Abstract:
Monoclonal gammopathy (MG) is a spectrum of diseases ranging from the benign asymptomatic monoclonal gammopathy of undetermined significance to the malignant multiple myeloma. Clinical guidelines and laboratory recommendations have been developed to inform best practices in the diagnosis, monitoring, and management of MG. In this review, the pathophysiology, relevant laboratory testing recommended in clinical practice guidelines and laboratory recommendations related to MG testing and reporting are examined. The clinical guidelines recommend serum protein electrophoresis, serum immunofixation and serum free light chain measurement as initial screening. The laboratory recommendations omit serum immunofixation as it offers limited additional diagnostic value. The laboratory recommendations offer guidance on reporting findings beyond monoclonal protein, which was not required by the clinical guidelines. The clinical guidelines suggested monitoring total IgA concentration by turbidimetry or nephelometry method if the monoclonal protein migrates in the non-gamma region, whereas the laboratory recommendations make allowance for involved IgM and IgG. Additionally, several external quality assurance programs for MG protein electrophoresis and free light chain testing are also appraised.
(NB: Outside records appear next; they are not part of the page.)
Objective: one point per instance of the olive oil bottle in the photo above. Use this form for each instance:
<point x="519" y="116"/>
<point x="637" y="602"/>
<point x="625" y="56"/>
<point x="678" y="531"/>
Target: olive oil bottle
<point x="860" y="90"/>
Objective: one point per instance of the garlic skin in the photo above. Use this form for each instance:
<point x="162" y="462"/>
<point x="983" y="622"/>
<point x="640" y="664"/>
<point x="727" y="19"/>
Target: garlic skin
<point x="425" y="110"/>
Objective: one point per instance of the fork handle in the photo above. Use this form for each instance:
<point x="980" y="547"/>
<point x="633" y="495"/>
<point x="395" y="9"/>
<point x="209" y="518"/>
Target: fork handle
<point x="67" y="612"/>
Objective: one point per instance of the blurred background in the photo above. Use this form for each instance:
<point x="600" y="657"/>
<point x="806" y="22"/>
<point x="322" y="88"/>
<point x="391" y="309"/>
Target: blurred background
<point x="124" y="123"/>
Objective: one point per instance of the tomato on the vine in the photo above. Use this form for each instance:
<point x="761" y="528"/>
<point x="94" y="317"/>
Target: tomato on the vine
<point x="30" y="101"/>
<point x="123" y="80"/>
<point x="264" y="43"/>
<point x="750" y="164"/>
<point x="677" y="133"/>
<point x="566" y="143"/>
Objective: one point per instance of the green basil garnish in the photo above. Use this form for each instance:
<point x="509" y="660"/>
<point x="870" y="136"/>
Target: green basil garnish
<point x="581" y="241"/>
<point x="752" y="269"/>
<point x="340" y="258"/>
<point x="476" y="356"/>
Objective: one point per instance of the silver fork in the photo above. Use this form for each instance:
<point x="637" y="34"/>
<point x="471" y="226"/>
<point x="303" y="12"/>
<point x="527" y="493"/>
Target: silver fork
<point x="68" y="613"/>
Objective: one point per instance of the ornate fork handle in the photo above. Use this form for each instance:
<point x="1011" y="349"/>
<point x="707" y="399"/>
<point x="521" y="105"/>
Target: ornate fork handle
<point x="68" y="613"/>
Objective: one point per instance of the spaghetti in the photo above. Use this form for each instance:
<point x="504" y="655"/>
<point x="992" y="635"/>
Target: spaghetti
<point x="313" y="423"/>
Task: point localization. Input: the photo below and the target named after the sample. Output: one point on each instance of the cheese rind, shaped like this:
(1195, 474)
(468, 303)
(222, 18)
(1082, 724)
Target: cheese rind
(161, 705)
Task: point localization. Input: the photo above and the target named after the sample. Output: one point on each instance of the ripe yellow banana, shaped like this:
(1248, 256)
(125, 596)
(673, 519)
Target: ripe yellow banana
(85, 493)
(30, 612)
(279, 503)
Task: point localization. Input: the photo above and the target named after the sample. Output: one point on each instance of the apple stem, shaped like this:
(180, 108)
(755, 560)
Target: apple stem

The external quality assurance programs show varied assessment criteria for protein electrophoresis reporting and unit of measurement. There is also significant disparity in reported monoclonal protein concentrations with wide inter-method analytical variation noted for both monoclonal protein quantification and serum free light chain measurement, however this variation appears smaller when the same method was used. Greater harmonization among laboratory recommendations and reporting format may improve clinical interpretation of MG testing.
摘要:
单克隆丙种球蛋白病(MG)是一系列疾病,从意义不明的良性无症状单克隆丙种球蛋白病到恶性多发性骨髓瘤。已经制定了临床指南和实验室建议,以告知诊断的最佳实践。监测,和管理MG。在这次审查中,病理生理学,检查临床实践指南中推荐的相关实验室检测以及与MG检测和报告相关的实验室建议.临床指南推荐血清蛋白电泳,血清免疫固定和血清游离轻链测定作为初步筛选。实验室建议省略了血清免疫固定,因为它提供的额外诊断价值有限。实验室建议为报告单克隆蛋白质以外的发现提供了指导,这不是临床指南所要求的。临床指南建议,如果单克隆蛋白在非γ区迁移,则通过比浊法或比浊法监测总IgA浓度。而实验室建议考虑了涉及的IgM和IgG。此外,还评估了用于MG蛋白电泳和游离轻链测试的几个外部质量保证程序。外部质量保证计划显示了蛋白质电泳报告和测量单位的各种评估标准。对于单克隆蛋白定量和血清游离轻链测量,已报道的单克隆蛋白浓度也存在显着差异,方法间分析差异很大。然而,当使用相同的方法时,这种变化看起来更小。实验室建议和报告格式之间的更大协调可能会改善MG测试的临床解释。